I walked too much today. First, down to Chellah, a site of ruins of the Roman town that preceded Rabat and of a necropolis that the Merenids built on top of it. Then back into the center of town for lunch.
I poked around a few car rental places, and I think I've determined that it's more hassle than it's worth to try to rent a car for my wanderings. After lunch, I took a taxi to the bus station to investigate when buses leave for Larache. The answer seems to be "hourly".
Then I took another cab back to Le Tour Hassan. I wanted to go to Sale, but I think that the blue taxis they have here aren't allowed to leave the city. It's still pretty unclear. So I asked for the only monument I knew within easy walking distance of the bridge to Sale.

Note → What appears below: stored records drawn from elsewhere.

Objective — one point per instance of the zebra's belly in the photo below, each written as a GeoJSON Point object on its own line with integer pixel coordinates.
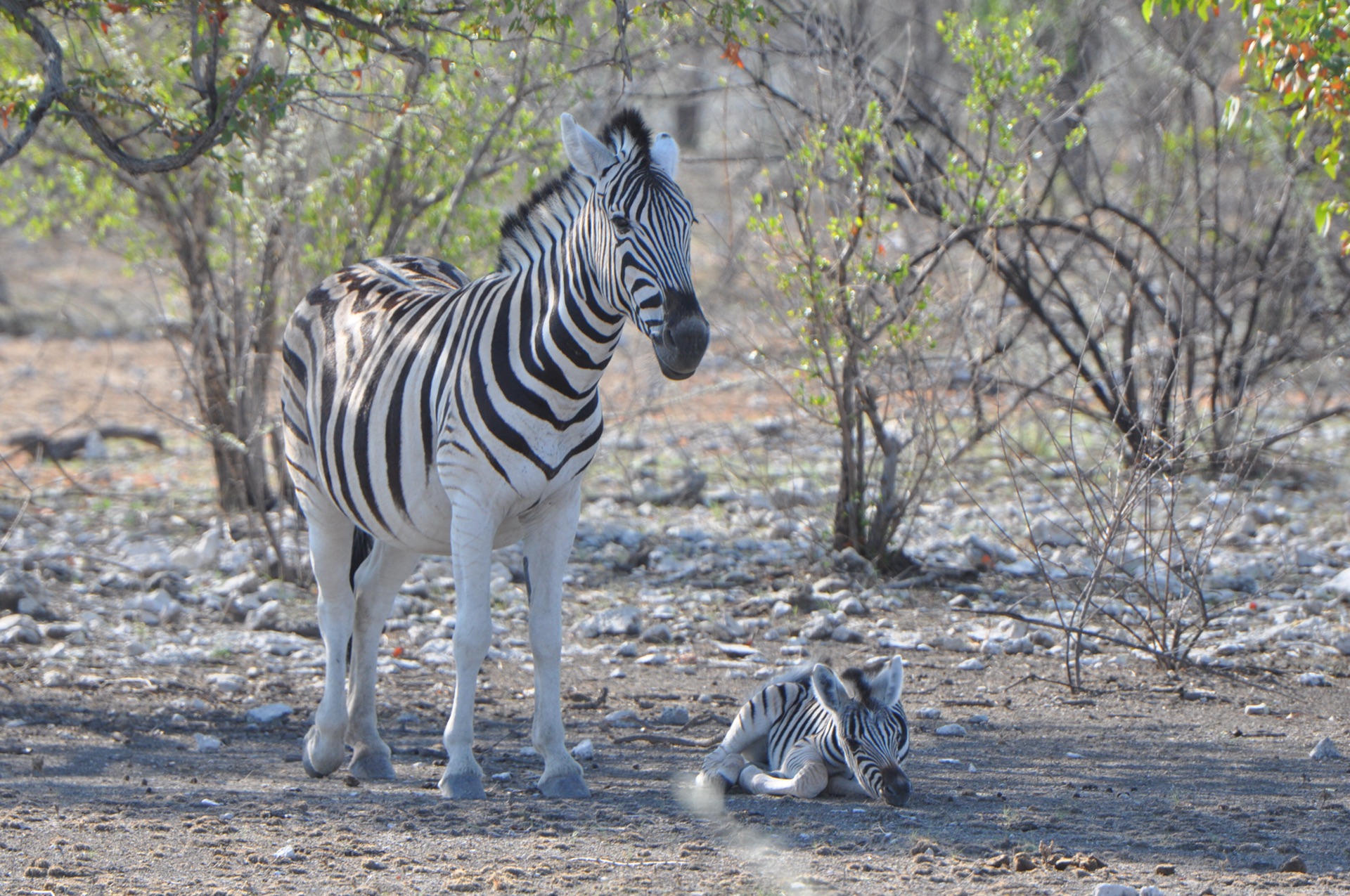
{"type": "Point", "coordinates": [427, 523]}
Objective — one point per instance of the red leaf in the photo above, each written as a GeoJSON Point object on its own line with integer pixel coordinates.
{"type": "Point", "coordinates": [733, 53]}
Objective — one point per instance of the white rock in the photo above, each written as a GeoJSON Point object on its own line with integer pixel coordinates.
{"type": "Point", "coordinates": [623, 718]}
{"type": "Point", "coordinates": [268, 714]}
{"type": "Point", "coordinates": [227, 682]}
{"type": "Point", "coordinates": [1325, 751]}
{"type": "Point", "coordinates": [19, 628]}
{"type": "Point", "coordinates": [1339, 585]}
{"type": "Point", "coordinates": [1048, 532]}
{"type": "Point", "coordinates": [1022, 569]}
{"type": "Point", "coordinates": [1114, 890]}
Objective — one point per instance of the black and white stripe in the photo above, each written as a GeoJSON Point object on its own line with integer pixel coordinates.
{"type": "Point", "coordinates": [447, 415]}
{"type": "Point", "coordinates": [806, 733]}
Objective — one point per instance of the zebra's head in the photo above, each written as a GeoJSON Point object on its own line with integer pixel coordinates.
{"type": "Point", "coordinates": [871, 727]}
{"type": "Point", "coordinates": [639, 221]}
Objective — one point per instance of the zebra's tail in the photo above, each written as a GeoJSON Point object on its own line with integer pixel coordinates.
{"type": "Point", "coordinates": [362, 543]}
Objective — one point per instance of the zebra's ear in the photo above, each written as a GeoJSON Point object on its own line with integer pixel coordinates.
{"type": "Point", "coordinates": [886, 686]}
{"type": "Point", "coordinates": [666, 154]}
{"type": "Point", "coordinates": [588, 155]}
{"type": "Point", "coordinates": [828, 687]}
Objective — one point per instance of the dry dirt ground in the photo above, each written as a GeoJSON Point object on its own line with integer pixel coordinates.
{"type": "Point", "coordinates": [1148, 779]}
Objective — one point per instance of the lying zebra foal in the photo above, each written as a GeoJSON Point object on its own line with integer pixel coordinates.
{"type": "Point", "coordinates": [814, 737]}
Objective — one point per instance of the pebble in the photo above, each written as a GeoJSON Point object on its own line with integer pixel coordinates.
{"type": "Point", "coordinates": [1114, 890]}
{"type": "Point", "coordinates": [227, 682]}
{"type": "Point", "coordinates": [1295, 866]}
{"type": "Point", "coordinates": [659, 633]}
{"type": "Point", "coordinates": [268, 714]}
{"type": "Point", "coordinates": [623, 718]}
{"type": "Point", "coordinates": [1325, 751]}
{"type": "Point", "coordinates": [851, 606]}
{"type": "Point", "coordinates": [19, 628]}
{"type": "Point", "coordinates": [673, 715]}
{"type": "Point", "coordinates": [622, 621]}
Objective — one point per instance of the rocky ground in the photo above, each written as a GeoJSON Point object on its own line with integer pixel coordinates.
{"type": "Point", "coordinates": [155, 686]}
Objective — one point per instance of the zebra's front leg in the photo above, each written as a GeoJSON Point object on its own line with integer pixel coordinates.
{"type": "Point", "coordinates": [330, 550]}
{"type": "Point", "coordinates": [548, 543]}
{"type": "Point", "coordinates": [472, 554]}
{"type": "Point", "coordinates": [804, 775]}
{"type": "Point", "coordinates": [377, 583]}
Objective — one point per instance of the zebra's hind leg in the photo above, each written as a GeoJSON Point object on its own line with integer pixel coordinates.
{"type": "Point", "coordinates": [548, 541]}
{"type": "Point", "coordinates": [377, 583]}
{"type": "Point", "coordinates": [472, 552]}
{"type": "Point", "coordinates": [804, 775]}
{"type": "Point", "coordinates": [330, 550]}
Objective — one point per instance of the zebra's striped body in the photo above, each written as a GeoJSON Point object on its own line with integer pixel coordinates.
{"type": "Point", "coordinates": [446, 415]}
{"type": "Point", "coordinates": [804, 734]}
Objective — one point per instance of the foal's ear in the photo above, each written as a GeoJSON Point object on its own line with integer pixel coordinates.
{"type": "Point", "coordinates": [588, 155]}
{"type": "Point", "coordinates": [666, 154]}
{"type": "Point", "coordinates": [887, 684]}
{"type": "Point", "coordinates": [828, 687]}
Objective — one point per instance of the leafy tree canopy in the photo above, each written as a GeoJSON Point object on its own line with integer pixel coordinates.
{"type": "Point", "coordinates": [155, 84]}
{"type": "Point", "coordinates": [1298, 54]}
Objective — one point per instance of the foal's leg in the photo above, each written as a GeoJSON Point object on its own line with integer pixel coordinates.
{"type": "Point", "coordinates": [472, 535]}
{"type": "Point", "coordinates": [377, 583]}
{"type": "Point", "coordinates": [548, 543]}
{"type": "Point", "coordinates": [804, 775]}
{"type": "Point", "coordinates": [330, 550]}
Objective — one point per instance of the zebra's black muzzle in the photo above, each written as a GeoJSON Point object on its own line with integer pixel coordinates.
{"type": "Point", "coordinates": [896, 787]}
{"type": "Point", "coordinates": [683, 339]}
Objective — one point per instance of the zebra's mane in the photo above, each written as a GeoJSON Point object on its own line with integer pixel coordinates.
{"type": "Point", "coordinates": [557, 202]}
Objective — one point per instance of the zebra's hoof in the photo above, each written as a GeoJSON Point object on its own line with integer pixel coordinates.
{"type": "Point", "coordinates": [318, 762]}
{"type": "Point", "coordinates": [563, 787]}
{"type": "Point", "coordinates": [371, 767]}
{"type": "Point", "coordinates": [466, 786]}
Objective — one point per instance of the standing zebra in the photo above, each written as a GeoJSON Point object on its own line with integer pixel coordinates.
{"type": "Point", "coordinates": [428, 413]}
{"type": "Point", "coordinates": [813, 737]}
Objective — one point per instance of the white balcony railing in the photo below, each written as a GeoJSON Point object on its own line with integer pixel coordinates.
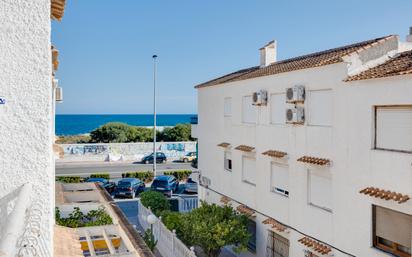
{"type": "Point", "coordinates": [22, 225]}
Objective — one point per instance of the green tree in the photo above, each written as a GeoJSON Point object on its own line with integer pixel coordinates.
{"type": "Point", "coordinates": [156, 201]}
{"type": "Point", "coordinates": [211, 227]}
{"type": "Point", "coordinates": [180, 132]}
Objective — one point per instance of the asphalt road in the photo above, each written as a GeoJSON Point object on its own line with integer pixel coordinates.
{"type": "Point", "coordinates": [115, 169]}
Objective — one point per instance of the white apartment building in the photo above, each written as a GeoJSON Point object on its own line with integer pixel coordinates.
{"type": "Point", "coordinates": [316, 149]}
{"type": "Point", "coordinates": [27, 107]}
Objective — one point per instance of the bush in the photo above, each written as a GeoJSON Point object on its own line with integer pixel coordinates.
{"type": "Point", "coordinates": [157, 202]}
{"type": "Point", "coordinates": [69, 179]}
{"type": "Point", "coordinates": [78, 219]}
{"type": "Point", "coordinates": [78, 139]}
{"type": "Point", "coordinates": [145, 176]}
{"type": "Point", "coordinates": [179, 174]}
{"type": "Point", "coordinates": [101, 175]}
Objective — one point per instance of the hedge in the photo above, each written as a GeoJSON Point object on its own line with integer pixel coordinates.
{"type": "Point", "coordinates": [69, 179]}
{"type": "Point", "coordinates": [179, 174]}
{"type": "Point", "coordinates": [101, 175]}
{"type": "Point", "coordinates": [145, 176]}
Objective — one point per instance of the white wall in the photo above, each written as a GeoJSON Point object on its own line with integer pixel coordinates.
{"type": "Point", "coordinates": [26, 127]}
{"type": "Point", "coordinates": [345, 137]}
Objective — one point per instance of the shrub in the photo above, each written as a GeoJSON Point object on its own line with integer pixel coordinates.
{"type": "Point", "coordinates": [145, 176]}
{"type": "Point", "coordinates": [78, 219]}
{"type": "Point", "coordinates": [157, 202]}
{"type": "Point", "coordinates": [179, 174]}
{"type": "Point", "coordinates": [77, 139]}
{"type": "Point", "coordinates": [101, 175]}
{"type": "Point", "coordinates": [69, 179]}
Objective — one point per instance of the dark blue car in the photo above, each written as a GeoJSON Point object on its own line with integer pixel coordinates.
{"type": "Point", "coordinates": [166, 184]}
{"type": "Point", "coordinates": [129, 187]}
{"type": "Point", "coordinates": [109, 186]}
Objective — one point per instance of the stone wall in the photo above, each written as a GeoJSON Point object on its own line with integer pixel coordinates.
{"type": "Point", "coordinates": [124, 151]}
{"type": "Point", "coordinates": [26, 117]}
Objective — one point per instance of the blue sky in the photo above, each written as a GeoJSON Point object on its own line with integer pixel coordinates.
{"type": "Point", "coordinates": [106, 45]}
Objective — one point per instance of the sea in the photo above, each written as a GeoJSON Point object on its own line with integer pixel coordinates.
{"type": "Point", "coordinates": [77, 124]}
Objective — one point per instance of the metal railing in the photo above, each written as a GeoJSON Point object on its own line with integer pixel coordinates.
{"type": "Point", "coordinates": [168, 244]}
{"type": "Point", "coordinates": [23, 224]}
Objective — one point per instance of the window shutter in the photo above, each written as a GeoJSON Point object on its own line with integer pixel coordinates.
{"type": "Point", "coordinates": [394, 226]}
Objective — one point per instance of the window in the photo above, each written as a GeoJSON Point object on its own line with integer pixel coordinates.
{"type": "Point", "coordinates": [320, 107]}
{"type": "Point", "coordinates": [279, 178]}
{"type": "Point", "coordinates": [228, 161]}
{"type": "Point", "coordinates": [249, 170]}
{"type": "Point", "coordinates": [320, 189]}
{"type": "Point", "coordinates": [251, 228]}
{"type": "Point", "coordinates": [392, 231]}
{"type": "Point", "coordinates": [277, 246]}
{"type": "Point", "coordinates": [278, 108]}
{"type": "Point", "coordinates": [393, 128]}
{"type": "Point", "coordinates": [227, 107]}
{"type": "Point", "coordinates": [248, 110]}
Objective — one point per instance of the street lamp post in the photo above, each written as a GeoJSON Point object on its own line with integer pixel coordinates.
{"type": "Point", "coordinates": [154, 115]}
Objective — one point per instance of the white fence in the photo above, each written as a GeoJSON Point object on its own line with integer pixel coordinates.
{"type": "Point", "coordinates": [168, 244]}
{"type": "Point", "coordinates": [22, 224]}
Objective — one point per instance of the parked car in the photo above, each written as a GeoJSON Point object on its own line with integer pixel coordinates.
{"type": "Point", "coordinates": [129, 187]}
{"type": "Point", "coordinates": [190, 186]}
{"type": "Point", "coordinates": [109, 186]}
{"type": "Point", "coordinates": [188, 157]}
{"type": "Point", "coordinates": [160, 158]}
{"type": "Point", "coordinates": [166, 184]}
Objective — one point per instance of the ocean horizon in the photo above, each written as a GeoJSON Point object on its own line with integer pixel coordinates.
{"type": "Point", "coordinates": [77, 124]}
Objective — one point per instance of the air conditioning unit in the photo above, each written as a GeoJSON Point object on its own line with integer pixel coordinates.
{"type": "Point", "coordinates": [205, 181]}
{"type": "Point", "coordinates": [295, 115]}
{"type": "Point", "coordinates": [260, 98]}
{"type": "Point", "coordinates": [295, 94]}
{"type": "Point", "coordinates": [59, 94]}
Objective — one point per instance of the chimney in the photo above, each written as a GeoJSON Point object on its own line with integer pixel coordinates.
{"type": "Point", "coordinates": [409, 37]}
{"type": "Point", "coordinates": [268, 54]}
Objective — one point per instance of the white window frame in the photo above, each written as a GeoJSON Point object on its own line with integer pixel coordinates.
{"type": "Point", "coordinates": [243, 111]}
{"type": "Point", "coordinates": [309, 111]}
{"type": "Point", "coordinates": [271, 110]}
{"type": "Point", "coordinates": [278, 190]}
{"type": "Point", "coordinates": [243, 170]}
{"type": "Point", "coordinates": [227, 112]}
{"type": "Point", "coordinates": [375, 127]}
{"type": "Point", "coordinates": [325, 172]}
{"type": "Point", "coordinates": [225, 158]}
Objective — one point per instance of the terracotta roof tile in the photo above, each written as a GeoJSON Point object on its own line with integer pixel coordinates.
{"type": "Point", "coordinates": [245, 148]}
{"type": "Point", "coordinates": [224, 144]}
{"type": "Point", "coordinates": [245, 210]}
{"type": "Point", "coordinates": [57, 9]}
{"type": "Point", "coordinates": [314, 160]}
{"type": "Point", "coordinates": [275, 153]}
{"type": "Point", "coordinates": [399, 65]}
{"type": "Point", "coordinates": [318, 59]}
{"type": "Point", "coordinates": [385, 194]}
{"type": "Point", "coordinates": [315, 245]}
{"type": "Point", "coordinates": [225, 199]}
{"type": "Point", "coordinates": [275, 225]}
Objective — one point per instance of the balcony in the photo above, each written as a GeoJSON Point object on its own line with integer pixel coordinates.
{"type": "Point", "coordinates": [193, 121]}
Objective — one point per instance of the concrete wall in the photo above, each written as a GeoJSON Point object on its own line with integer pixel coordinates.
{"type": "Point", "coordinates": [348, 143]}
{"type": "Point", "coordinates": [26, 120]}
{"type": "Point", "coordinates": [129, 151]}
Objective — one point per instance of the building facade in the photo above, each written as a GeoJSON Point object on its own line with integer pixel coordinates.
{"type": "Point", "coordinates": [316, 150]}
{"type": "Point", "coordinates": [27, 101]}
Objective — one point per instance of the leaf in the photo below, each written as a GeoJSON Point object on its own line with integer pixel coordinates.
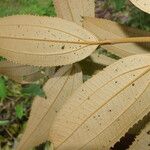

I'm having quite a bit of trouble with language. Everyone seems to believe that I speak French, even after I've told them I don't. For some reason, it's really hard for me to not respond in Spanish when I'm spoken to in a foreign language. Even when I know the Arabic for what I want to say (rare!). So a conversation starts with me trying to say something in phrasebook Arabic, the person responding in French, me telling them in French that I don't speak French, then me asking the follow-up question in Spanish. The one exception was one cab driver who spoke good English who accidentally spoke to me in Arabic. He said it was because my beard makes me look Moroccan. I'm not sure I believe him. Clean shaves, moustaches, aggressively groomed goatees, and bushy beards seem common here, but short full beards don't.
I spent the afternoon wandering around Sale, then caught a (white) taxi back to Rabat, along with five Moroccan women (the large taxis are shared). It's a little strange to me that women here are modest enough to clothe themselves from wrist to foot, with headscarf, but don't think twice about packing 7 people in a small car. I spent the early evening not-shopping on the Rue des Consuls, which is where most of the crafts markets are.